You have a processing job which dumps a bunch of output files in a directory. A downstream job uses these files as input, sees a new directory, and pulls all the files in the new directory.
Because s3 was not strongly consistent, you would have the downstream job see a arbitrary subset of the files for a short while after creation, and not just the oldest files. This could cause your job to skip processing input files unless you provided some sort of manifest of all the files it would expect in that batch. So then you'd have to load the manifest, then keep retrying until all the input files showed up in whatever s3 node you were hitting.
If this is an issue, you wait X amount of seconds after the file has been created and then start processing it. This would allow the file to be consistent before processing it.

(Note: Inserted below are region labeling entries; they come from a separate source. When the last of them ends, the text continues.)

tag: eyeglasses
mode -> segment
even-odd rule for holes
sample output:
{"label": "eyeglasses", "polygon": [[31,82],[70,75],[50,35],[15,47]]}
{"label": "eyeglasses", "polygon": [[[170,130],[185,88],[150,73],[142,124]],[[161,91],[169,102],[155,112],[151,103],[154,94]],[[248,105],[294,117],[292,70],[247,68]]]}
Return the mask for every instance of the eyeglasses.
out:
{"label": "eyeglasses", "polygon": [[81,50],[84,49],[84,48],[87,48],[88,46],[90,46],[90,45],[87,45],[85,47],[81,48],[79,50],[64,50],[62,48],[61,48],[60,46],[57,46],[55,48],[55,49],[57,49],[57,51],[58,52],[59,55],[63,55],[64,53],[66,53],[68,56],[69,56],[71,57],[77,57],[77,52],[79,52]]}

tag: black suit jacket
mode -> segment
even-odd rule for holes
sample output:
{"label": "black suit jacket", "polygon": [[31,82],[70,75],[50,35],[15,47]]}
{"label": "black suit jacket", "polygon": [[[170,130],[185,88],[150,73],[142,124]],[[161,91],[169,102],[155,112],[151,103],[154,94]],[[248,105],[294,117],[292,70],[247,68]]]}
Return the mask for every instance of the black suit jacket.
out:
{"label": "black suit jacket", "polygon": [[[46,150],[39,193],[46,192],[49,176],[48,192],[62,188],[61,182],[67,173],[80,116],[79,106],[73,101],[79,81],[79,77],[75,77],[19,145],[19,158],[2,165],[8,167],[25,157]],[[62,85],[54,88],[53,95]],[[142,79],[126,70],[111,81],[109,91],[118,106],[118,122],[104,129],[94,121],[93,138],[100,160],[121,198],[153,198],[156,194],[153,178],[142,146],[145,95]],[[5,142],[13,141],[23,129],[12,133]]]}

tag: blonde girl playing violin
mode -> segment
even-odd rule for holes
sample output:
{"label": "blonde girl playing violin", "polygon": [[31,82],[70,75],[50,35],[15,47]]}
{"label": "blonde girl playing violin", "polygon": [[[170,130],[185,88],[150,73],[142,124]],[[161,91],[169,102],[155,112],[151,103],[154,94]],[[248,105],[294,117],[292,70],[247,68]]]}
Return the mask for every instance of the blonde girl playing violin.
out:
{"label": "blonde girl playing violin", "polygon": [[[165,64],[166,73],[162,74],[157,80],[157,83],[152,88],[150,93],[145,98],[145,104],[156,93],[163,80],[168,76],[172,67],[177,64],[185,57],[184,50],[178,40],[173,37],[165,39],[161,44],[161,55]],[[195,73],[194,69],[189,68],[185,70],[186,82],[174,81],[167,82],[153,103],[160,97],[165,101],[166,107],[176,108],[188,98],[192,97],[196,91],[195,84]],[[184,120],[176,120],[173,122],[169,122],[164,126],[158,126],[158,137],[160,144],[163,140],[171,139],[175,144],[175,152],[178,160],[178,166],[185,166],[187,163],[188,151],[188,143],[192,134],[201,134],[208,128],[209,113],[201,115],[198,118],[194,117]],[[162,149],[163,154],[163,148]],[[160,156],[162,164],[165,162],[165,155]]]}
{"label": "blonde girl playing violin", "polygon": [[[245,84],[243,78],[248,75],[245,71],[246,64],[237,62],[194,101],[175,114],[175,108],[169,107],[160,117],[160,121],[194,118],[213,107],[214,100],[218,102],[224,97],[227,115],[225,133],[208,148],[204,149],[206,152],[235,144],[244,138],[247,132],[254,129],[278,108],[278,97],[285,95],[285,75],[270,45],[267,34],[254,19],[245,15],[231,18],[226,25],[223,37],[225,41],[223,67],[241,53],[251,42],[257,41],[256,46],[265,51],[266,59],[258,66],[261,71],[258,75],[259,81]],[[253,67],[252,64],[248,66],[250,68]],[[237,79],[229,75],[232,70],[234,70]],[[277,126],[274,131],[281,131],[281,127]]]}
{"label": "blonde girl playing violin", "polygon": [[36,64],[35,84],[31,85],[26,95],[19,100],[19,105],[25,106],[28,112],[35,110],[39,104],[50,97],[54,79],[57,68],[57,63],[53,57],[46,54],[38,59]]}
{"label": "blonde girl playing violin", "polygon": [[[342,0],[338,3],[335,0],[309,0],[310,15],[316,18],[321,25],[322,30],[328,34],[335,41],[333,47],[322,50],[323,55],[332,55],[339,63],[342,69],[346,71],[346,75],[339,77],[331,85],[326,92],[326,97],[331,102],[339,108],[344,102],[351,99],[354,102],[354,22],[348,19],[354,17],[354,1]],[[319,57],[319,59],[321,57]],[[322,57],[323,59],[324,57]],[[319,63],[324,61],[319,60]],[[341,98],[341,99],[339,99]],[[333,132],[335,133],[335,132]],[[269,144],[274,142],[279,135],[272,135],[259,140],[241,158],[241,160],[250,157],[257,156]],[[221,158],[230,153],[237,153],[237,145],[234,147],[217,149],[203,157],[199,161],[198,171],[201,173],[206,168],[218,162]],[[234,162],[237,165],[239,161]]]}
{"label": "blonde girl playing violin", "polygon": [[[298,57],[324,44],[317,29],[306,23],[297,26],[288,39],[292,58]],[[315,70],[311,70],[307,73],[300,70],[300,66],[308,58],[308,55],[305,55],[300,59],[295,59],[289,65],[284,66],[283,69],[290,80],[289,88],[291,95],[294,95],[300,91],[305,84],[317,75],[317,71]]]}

A better idea would be triggering Lambda jobs which either directly processes the files as they are added to S3 or trigger Lambda jobs which add the files to SQS and each job in the SQS is processed by another Lambda job.
2. If you just take the maximum recorded time and say add 20% padding, then waiting that amount of time to process every dataset could be detrimental to performance.
The example I gave happened to the team I was on in 2017/2018. We had 1000s of files totaling terabytes of data in a given batch. The 90th percentile time for consistency was the low 10s of seconds, the 99th percentile was measured in minutes. The manifest and retry not yet present method avoids having to put in a sleep(5 minutes) for the 1% of cases.
Because s3 was not strongly consistent, you would have the downstream job see a arbitrary subset of the files for a short while after creation, and not just the oldest files. This could cause your job to skip processing input files unless you provided some sort of manifest of all the files it would expect in that batch. So then you'd have to load the manifest, then keep retrying until all the input files showed up in whatever s3 node you were hitting.